19 En dit zijn de namen dezer mannen: van den stam van Juda, Kaleb, zoon van Jefunne;
A minnaw teh hetnaw hah doeh. Judah catoun dawk hoi Jephunneh capa Kaleb,
20 En van den stam der kinderen van Simeon, Semuel, zoon van Ammihud;
Simeoncanaw dawk hoi Ammihud capa Samuel,
21 Van den stam van Benjamin, Elidad, zoon van Chislon;
Benjaminnaw dawk hoi Khislon capa Elidad,
22 En van den stam der kinderen van Dan, de overste Bukki, zoon van Jogli;
Dan canaw dawk hoi khobawi Jogli capa Bukki,
23 Van de kinderen van Jozef: van den stam der kinderen van Manasse, de overste Hanniel, zoon van Efod;
Joseph capa Manasseh canaw dawk hoi Ephod capa khobawi Hanniel,
24 En van den stam der kinderen van Efraim, de overste Kemuel, zoon van Siftan;
Ephraimcanaw e catoun dawk hoi Shiphtan capa khobawi Kemuel,
25 En van den stam der kinderen van Zebulon, de overste Elizafan, zoon van Parnach;
Zebuluncanaw dawk hoi Parnach capa khobawi Elizaphan,
26 En van den stam der kinderen van Issaschar, de overste Paltiel, zoon van Azzan;
Issakharnaw dawk hoi Azzan capa khobawi Azzan,
27 En van den stam der kinderen van Aser, de overste Achihud, zoon van Selomi;
Asher canaw dawk hoi Shelomi capa khobawi Ahihud,
28 En van den stam der kinderen van Nafthali, de overste Pedael, zoon van Ammihud.

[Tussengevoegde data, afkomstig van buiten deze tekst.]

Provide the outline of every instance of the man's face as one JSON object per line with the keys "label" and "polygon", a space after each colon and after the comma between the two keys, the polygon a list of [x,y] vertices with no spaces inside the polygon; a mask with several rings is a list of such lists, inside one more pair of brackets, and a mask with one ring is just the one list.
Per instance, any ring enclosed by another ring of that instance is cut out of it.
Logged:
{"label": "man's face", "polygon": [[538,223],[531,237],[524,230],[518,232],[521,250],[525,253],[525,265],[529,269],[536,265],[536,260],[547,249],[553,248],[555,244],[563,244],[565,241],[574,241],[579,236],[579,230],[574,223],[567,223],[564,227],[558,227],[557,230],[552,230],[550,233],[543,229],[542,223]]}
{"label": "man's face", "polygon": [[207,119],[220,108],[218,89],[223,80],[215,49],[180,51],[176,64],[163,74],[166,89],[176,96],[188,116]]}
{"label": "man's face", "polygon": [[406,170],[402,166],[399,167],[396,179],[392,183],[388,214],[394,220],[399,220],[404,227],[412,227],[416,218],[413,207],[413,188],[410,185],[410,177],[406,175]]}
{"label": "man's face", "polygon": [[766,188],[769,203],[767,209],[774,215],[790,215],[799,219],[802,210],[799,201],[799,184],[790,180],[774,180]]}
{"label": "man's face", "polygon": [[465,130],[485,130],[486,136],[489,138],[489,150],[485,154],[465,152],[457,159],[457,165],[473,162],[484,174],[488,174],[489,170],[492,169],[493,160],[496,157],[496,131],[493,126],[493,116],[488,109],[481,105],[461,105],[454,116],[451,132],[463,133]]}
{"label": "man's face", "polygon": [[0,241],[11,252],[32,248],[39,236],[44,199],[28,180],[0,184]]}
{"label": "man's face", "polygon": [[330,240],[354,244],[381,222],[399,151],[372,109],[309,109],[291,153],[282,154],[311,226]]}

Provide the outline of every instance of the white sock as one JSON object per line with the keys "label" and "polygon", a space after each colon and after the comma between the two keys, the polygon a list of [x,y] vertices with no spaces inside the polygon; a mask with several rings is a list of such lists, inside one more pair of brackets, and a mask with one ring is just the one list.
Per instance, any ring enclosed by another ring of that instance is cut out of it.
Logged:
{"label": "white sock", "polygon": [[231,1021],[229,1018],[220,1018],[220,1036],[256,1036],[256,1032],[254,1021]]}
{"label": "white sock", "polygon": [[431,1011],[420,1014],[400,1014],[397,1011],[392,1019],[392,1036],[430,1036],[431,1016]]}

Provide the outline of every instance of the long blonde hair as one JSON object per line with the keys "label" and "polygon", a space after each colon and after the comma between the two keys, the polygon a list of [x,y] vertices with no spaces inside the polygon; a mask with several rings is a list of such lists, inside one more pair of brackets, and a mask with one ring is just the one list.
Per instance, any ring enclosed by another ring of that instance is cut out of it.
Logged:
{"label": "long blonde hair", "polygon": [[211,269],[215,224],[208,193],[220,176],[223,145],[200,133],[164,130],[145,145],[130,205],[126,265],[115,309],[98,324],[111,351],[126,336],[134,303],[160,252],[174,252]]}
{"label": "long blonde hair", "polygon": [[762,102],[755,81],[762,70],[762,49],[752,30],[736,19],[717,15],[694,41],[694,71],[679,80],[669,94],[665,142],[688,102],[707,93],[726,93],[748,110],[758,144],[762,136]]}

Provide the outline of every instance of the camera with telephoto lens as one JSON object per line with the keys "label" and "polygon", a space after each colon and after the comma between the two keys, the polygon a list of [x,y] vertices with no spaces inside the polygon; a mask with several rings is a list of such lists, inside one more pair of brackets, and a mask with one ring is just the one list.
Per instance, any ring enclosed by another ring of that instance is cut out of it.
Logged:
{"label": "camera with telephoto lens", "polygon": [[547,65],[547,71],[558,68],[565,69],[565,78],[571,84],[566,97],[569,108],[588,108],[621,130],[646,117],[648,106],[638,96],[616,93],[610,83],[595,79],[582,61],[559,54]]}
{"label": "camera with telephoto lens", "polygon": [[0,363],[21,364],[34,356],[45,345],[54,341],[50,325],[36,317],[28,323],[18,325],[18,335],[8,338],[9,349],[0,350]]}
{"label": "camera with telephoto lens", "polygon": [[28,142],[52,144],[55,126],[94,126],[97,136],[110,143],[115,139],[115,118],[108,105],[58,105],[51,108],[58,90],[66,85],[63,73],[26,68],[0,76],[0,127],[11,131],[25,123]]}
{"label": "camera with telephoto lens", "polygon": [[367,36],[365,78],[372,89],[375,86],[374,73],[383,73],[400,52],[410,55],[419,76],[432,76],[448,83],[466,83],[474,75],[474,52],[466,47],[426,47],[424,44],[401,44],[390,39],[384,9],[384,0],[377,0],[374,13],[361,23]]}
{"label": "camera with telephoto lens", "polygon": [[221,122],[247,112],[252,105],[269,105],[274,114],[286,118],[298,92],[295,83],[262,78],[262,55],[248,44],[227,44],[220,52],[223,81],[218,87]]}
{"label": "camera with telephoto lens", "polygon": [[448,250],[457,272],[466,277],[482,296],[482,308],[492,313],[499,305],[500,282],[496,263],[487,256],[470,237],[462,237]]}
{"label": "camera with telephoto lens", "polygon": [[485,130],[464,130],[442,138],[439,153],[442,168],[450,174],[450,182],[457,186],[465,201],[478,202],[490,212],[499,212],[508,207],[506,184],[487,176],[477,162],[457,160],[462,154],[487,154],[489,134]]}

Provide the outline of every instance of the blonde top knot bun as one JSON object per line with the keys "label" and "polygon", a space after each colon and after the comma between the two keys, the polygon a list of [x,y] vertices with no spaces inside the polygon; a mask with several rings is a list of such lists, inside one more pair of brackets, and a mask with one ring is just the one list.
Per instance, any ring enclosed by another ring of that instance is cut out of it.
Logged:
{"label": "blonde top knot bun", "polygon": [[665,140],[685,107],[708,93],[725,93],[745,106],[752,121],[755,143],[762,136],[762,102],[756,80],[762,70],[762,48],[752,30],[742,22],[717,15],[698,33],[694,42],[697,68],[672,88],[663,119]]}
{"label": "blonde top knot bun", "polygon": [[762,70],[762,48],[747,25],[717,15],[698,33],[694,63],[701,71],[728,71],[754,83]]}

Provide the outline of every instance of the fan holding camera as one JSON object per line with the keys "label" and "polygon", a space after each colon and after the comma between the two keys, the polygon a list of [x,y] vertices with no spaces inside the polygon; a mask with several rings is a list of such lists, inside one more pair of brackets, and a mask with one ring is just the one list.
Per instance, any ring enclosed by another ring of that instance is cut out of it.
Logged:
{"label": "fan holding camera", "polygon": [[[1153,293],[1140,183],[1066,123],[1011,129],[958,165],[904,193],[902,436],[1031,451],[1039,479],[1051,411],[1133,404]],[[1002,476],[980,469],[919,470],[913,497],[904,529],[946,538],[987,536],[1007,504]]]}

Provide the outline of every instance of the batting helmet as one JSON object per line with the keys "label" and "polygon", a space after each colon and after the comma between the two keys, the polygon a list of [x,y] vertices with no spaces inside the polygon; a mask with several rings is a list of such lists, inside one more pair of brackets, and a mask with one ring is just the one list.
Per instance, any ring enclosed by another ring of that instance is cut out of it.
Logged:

Naphtalinaw dawk hoi Ammihud capa khobawi Pedahel, han atipouh.
29 Dit zijn ze, dien de HEERE geboden heeft, den kinderen Israels de erfenissen uit te delen, in het land Kanaan.
Hetnaw heh Kanaan ram e Isarel catounnaw ram coe hane kareikung lah BAWIPA ni a poe e naw doeh.